SNaP at Penn National..part of a National Movement to Age in Place

It’s been dubbed the Village Movement and Aging in Place, among other things. Whether a movement or a lifestyle, the concept of people remaining in their homes as they age – with a little help from their neighbors – is taking off all over the country, including at the Penn National Golf Course Community.

SNaP at Penn National is one of the few examples of such a community in a small-town setting. SNaP, the Support Network at Penn National, was formed in 2008 but the organization was several years in the planning stages. “It really came from a former resident who was the first president of SNaP,” says Executive Director, Donna Crissman. “He read an article in the New York Times about Beacon Hill Village.

Beacon Hill is generally regarded as where the Village movement began when residents of this historic Boston community banded together to offer a variety of services, in a kind of one-stop shopping format for member residents. Services included a wide variety of things to make like easier, including referrals to a vetted list of providers, group discounts, transportation, volunteer help, etc.

The idea, as journalist Gail Sheehy wrote in a recent USA Today article, centers on the desire to “change the experience of aging by empowering and enabling adults to remain in their own homes or apartments to the end of their lives.” By creating a support system that helps aging residents cope with changing needs – declining mobility, failing eyesight, illness – people are finding that they can age gracefully in familiar surroundings and avoid leaving the homes they love.
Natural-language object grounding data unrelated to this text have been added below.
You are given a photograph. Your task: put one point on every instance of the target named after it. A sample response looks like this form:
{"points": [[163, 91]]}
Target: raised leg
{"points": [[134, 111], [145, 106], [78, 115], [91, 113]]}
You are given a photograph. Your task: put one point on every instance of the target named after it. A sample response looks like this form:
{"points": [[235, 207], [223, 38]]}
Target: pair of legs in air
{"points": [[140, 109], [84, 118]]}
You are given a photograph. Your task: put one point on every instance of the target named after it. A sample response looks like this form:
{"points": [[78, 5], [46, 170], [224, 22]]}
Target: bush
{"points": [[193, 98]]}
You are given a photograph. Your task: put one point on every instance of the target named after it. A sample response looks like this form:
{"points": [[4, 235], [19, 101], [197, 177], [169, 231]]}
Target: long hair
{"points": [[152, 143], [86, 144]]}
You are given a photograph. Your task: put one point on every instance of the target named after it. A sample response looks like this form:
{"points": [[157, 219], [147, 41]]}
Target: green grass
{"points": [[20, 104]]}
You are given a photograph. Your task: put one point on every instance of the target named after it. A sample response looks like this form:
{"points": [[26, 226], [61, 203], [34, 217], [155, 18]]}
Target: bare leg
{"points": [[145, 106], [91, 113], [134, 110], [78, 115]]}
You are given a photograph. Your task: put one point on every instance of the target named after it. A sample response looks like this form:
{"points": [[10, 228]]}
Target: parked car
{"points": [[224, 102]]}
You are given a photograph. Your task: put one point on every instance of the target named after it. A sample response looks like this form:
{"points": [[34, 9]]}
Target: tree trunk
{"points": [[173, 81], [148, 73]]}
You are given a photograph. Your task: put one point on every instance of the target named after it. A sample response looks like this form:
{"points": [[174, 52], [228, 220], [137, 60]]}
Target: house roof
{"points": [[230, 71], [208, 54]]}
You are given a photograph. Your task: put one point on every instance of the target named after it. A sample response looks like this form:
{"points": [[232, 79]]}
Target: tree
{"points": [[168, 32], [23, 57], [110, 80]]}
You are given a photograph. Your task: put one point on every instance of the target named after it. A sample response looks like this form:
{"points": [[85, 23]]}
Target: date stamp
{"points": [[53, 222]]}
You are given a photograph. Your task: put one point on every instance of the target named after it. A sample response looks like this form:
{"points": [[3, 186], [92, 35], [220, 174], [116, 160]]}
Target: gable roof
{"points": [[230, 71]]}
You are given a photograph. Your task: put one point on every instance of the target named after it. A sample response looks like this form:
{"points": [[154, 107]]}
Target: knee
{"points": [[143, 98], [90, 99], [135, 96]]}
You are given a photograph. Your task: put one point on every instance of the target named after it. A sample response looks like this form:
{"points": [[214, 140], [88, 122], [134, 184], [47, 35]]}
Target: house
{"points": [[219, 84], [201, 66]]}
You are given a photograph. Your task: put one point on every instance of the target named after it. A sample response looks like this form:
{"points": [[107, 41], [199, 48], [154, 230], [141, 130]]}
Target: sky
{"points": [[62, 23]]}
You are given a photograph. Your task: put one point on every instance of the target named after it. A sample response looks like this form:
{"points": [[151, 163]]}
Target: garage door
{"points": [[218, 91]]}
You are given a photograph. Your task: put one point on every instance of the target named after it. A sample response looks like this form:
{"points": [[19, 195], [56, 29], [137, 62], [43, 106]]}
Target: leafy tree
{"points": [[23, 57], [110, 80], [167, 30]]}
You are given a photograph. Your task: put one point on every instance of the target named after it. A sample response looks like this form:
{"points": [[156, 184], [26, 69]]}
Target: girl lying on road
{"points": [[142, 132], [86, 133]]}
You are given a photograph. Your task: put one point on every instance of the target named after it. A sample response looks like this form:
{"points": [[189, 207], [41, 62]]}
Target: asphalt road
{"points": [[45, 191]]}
Penn National’s SNaP program is a success by a variety of yardsticks but the real measure of success is whether SNaP is achieving what its founders set out to do – to help community members stay in their homes, as opposed to moving to assisted living or nursing facilities, by providing them with help with transportation, simple home maintenance tasks, home repairs and other needs. The network is based on community volunteers and a list of local contractors and service providers who SNaP assembles at favorable rates to members.

To join the SNaP organization, households pay $250 per year (or $200 for a single person). In 2010, SNaP received 226 requests for assistance, some of which were handled by volunteers and others, requiring major specialized jobs like roof replacement, were handled by SNaP’s “preferred provider” network of contractors.

Another telling indicator of success is inquiries about SNaP from outside the Community—as Crissman says, “I talk with a lot of people from all over the country who call to find out how you get started and what it is we’re doing.”